Когда на селе, бывало, резали скот или перед Рождеством палили свиней, Никандр бывал непременным и самым внимательным зрителем: первым являлся и из последних долго еще не уходил, следя, как за людьми следом являлись собаки и с жадностью слизывали кровавые тяжелые сгустки с холодного снега. Порою при этом невнятное и темное наслаждение заставляло глаза его суживаться, между тем, как острые скулы косо ползли к мочкам корявых ушей. Было похоже, как если б у мерина, застоявшегося в каляном своем хомуте, размотали супонь, и оглобли, освобожденные, — концами тронулись врозь, раздвигая клешни хомута, Никандровы губы — в улыбку…
Ленька на брата не был похож. Волосенки его, цвета сосновой доски, свежеотструганной, мягко пушились над головой; бледно-лазоревые безвыразительно ясны были глаза, тонкие ноги сквозили под рубашонкой — бог его знает, кого этот мальчонка напоминал: не то одуванчик на несколько согнутом стебле, готовый развеяться по ветру, то ли барашка, приуготованного пасть под равнодушной рукой. Ручонка одна у него, правая, плохо владела и медленно сохнула: неловко мать на полатях его приспала, как был еще Ленька младенцем. Вывих не вправили, и Ленька не мог и теперь дохлой рукою своей, как брат ее называл, даже перекреститься, чтобы от боли не сморщиться. Шла в эту пору Леньке седьмая весна.
Семья их вся была на уклоне. Правда, земельки ныне прибавилось, как господа, покинув в селе Подъяремном поместье, тайком укатили куда-то, слышно, что за границу, а над подъездом их дома повесили вывеску: «Волостной Подъяремный Совет». Жизнь с этих пор пошла кувырком, точно плотину прорвало, красные дни наступили и полная вольная волюшка. Особенно памятно: в деревне Холмах разгромили завод, казенку катили и бочками, и разбивали тут же, черпая кто полной пригоршней, кто картузом, а кто, охмелев, совал прямо и бороду. На веселье сошлись из семи деревень, и общим счетом опившихся было насчитано двадцать один. Завод подожгли, спирт отпылал, но все же осталось еще и на поминках опохмелиться. Потом принялись за хозяйственное, делили машины и скот, книги тащили из барских покоев, всякую утварь, не обходилось без драк. Старики на селе, конечно, ворчали, предупреждали, но из слов, как из мякины, веревки не свить… Две из господских вещиц попали и к Болдыревым, одна пустяковая, но детей приводившая в полный восторг, особенно Леньку, другая была предметом мучительной зависти для всех подъяремных девиц, когда бы ее не постигла злая судьба; но вместе с тем и смешная отчасти.

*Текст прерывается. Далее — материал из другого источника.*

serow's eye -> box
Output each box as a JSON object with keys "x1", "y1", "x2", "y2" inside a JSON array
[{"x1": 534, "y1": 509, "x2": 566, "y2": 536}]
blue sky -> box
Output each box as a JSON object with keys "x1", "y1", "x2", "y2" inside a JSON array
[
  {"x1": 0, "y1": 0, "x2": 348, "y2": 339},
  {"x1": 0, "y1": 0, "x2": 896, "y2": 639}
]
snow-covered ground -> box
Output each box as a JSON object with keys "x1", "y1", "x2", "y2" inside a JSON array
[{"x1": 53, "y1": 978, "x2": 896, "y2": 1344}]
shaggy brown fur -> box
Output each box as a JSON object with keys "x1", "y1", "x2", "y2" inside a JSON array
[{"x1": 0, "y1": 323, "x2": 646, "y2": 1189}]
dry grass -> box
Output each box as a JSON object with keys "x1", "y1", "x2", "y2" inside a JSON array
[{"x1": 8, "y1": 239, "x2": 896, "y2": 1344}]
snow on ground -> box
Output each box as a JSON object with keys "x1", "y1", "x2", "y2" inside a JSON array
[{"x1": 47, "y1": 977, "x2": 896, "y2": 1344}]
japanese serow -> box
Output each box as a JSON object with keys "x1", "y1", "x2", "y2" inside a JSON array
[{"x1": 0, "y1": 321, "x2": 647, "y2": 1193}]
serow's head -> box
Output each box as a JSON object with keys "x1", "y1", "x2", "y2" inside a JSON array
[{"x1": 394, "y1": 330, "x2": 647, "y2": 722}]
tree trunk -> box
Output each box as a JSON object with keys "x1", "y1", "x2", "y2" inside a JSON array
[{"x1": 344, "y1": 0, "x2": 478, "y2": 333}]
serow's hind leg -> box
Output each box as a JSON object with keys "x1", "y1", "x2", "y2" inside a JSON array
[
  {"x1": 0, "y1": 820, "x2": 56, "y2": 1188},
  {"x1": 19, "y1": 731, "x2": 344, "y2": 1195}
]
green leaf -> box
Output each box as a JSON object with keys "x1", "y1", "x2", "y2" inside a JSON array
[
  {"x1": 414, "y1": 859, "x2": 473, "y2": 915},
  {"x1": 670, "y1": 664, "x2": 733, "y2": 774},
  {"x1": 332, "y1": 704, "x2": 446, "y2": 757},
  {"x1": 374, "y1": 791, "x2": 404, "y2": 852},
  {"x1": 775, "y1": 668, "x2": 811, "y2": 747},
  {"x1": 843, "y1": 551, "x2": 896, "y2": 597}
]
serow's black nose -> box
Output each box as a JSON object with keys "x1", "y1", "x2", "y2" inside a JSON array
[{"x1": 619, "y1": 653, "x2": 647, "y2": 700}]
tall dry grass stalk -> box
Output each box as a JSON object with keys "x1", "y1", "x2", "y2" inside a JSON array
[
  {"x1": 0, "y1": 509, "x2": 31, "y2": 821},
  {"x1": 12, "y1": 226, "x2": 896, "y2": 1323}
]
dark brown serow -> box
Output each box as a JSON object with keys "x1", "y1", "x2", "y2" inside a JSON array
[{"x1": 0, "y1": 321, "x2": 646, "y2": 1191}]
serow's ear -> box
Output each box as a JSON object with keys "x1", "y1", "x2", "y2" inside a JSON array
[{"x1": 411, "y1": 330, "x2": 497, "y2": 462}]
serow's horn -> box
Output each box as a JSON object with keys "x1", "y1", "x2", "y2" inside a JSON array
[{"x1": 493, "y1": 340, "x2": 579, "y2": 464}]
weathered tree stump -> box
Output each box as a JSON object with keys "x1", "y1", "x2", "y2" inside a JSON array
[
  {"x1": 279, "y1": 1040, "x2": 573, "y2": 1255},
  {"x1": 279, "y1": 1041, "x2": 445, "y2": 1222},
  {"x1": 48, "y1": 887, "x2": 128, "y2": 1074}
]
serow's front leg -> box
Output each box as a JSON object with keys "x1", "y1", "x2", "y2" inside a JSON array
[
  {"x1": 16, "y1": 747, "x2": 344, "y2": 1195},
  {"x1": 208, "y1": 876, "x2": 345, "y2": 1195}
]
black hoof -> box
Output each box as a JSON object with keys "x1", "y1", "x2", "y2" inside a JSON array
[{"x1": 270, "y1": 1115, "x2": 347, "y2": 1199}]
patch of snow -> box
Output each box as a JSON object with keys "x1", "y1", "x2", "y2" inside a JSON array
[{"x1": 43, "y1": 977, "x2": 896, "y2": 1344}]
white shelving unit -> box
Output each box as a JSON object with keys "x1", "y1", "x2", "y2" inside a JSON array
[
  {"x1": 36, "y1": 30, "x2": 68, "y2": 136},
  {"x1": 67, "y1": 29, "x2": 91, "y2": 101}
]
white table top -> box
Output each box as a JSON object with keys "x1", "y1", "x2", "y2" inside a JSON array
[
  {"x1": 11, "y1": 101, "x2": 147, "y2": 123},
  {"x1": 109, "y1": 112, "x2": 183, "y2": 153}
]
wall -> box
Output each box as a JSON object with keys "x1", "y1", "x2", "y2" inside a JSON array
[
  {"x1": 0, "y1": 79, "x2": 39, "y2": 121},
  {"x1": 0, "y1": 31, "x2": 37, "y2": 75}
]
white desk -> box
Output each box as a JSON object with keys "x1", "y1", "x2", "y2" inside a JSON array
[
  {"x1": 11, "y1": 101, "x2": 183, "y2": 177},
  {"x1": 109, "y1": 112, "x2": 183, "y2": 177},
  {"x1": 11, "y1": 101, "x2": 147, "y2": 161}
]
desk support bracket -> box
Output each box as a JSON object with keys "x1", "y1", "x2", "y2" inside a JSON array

Была у братьев сестра, толстая девка Маланья. Красные щеки ее, маслянистые, налиты были так туго, что более нежная кожа, пожалуй бы, лопнула, но у Маланьи выдерживала и только так наплывала в глазницы, что глядели глаза словно в щелку забора; к тому же крепка была спать, по природе ленива, на оба уха туга, но за всем тем бойка и смешлива. Парни любили ее за широкие бедра, толстую грудь и за то, что своей полнотой была не скупа. Помимо всего остального, была она и нарядница, принимала подарочки, в ее сундуке много было напрятано. Подруги над нею смеялись, но и завидовали, а кое-кто и себе косицы стал завивать, шеи открыли. Но изо всех только Малашка умела рискнуть. Драгоценный пакетик однажды привез из Москвы Федька Кривой. Он не только глазом был крив, но вдобавок еще и кривобок, зато и весьма оборотист и, по своей красоте, на подарки должен был сильно щедритъся. Это было воздушное платьице, розовый тюль, волна на волну набегала внизу, открытая грудь, а рукава точно растаяли, и все оно словно светилось. Федька сам рассказал, что продала его на базаре красавица-барышня, наверно, княжна, не иначе, так была деликатна, тонка, ровно тебе перед образом свечка, и при этом заверила, что платьицем будут довольны, что шила его не простая портниха, а сама императорская, и по фамилии Фрюлина, или каким-то все фрюлинам императорским шила, этого Федька точно не мог пояснить, но только что платьице это было прямо пирожное, и отдал за него покупатель целых пятнадцать фунтов муки.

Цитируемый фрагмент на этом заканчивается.